Additionally, as a beneficiary, you are entitled to know how the estate is being managed by the executor of the Will and you have a right to sue the executor if you feel that the said executor is not fulfilling his duties in a proper manner.
What rights do the spouse and/or child of the deceased have?
If the deceased died leaving behind a Will, his/her assets will be distributed in accordance with the Will. Nevertheless, the Court has the power under Section 3 of the Inheritance (Family Provision) Act to order payment out of the net estate of the deceased for the benefit of the surviving spouse or child if the Court is of the opinion that no reasonable provision for the maintenance of the surviving spouse and child has been made.

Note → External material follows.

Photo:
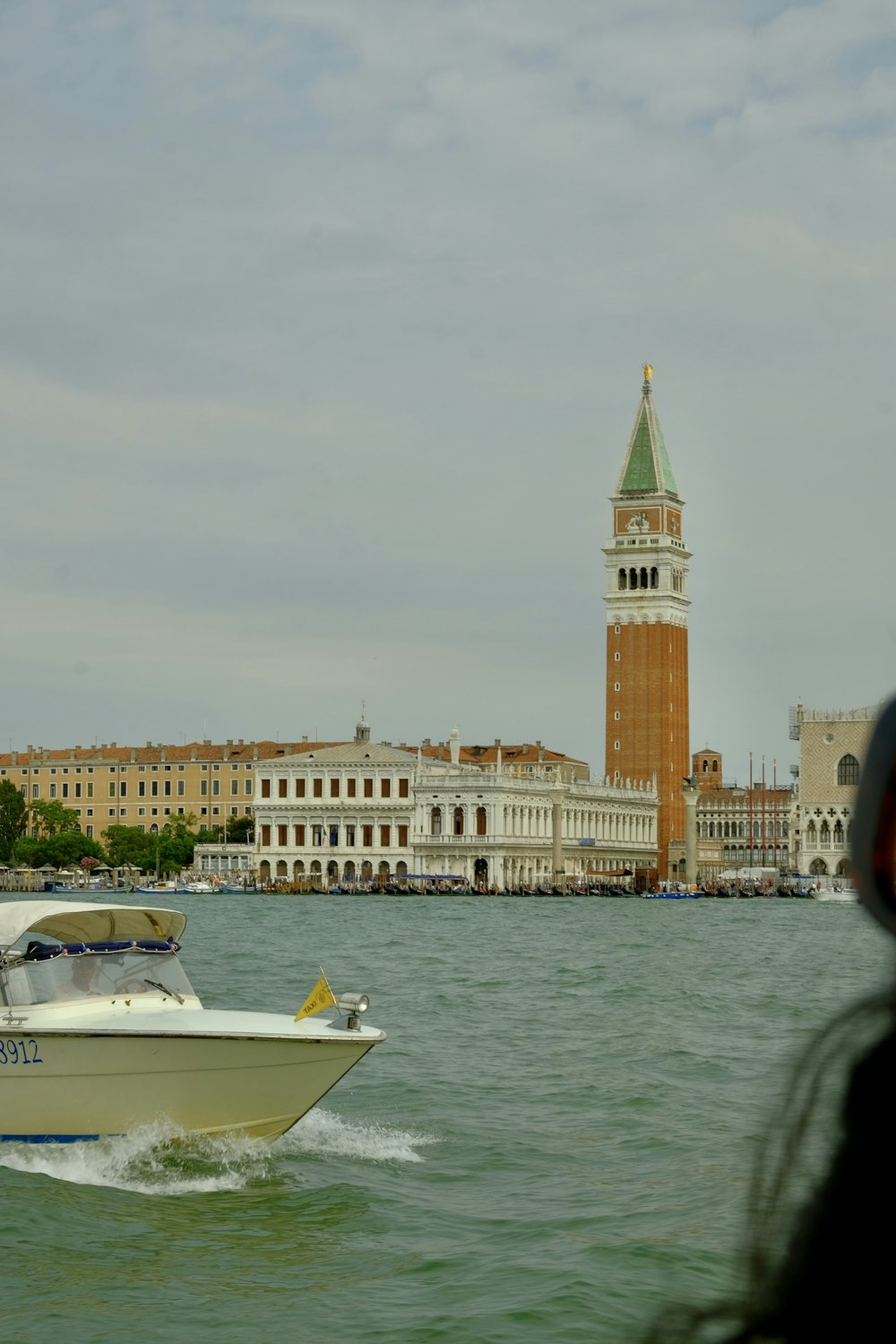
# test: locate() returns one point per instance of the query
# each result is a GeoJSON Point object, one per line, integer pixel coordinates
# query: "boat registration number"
{"type": "Point", "coordinates": [19, 1051]}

If the deceased died without a Will, his/her assets will be distributed in accordance with the rules of intestacy. Section 7 of the Intestate Succession Act provides that the child and the spouse of the deceased will be entitled to the deceased’s estate. This means that it does not matter if the deceased was not on good terms with his/her spouse and child.
Will my ex-spouse have any claim to my estate?
Ex-spouses do not have a claim to the deceased’s estate. However, if you have appointed your ex-spouse to be the guardian for the surviving children in the Will, he/she shall be entitled to claim part of the estate for the welfare and upbringing of the children.
It is important to note that while a person’s Will is invalidated upon his/her marriage, a Will will not be revoked after a divorce. Additionally, in the event of ongoing divorce proceedings which have not been finalised at the time of a person’s death, his/her spouse shall be entitled to his/her rights under the Will or pursuant to the intestacy rules contained in the Intestate Succession Act.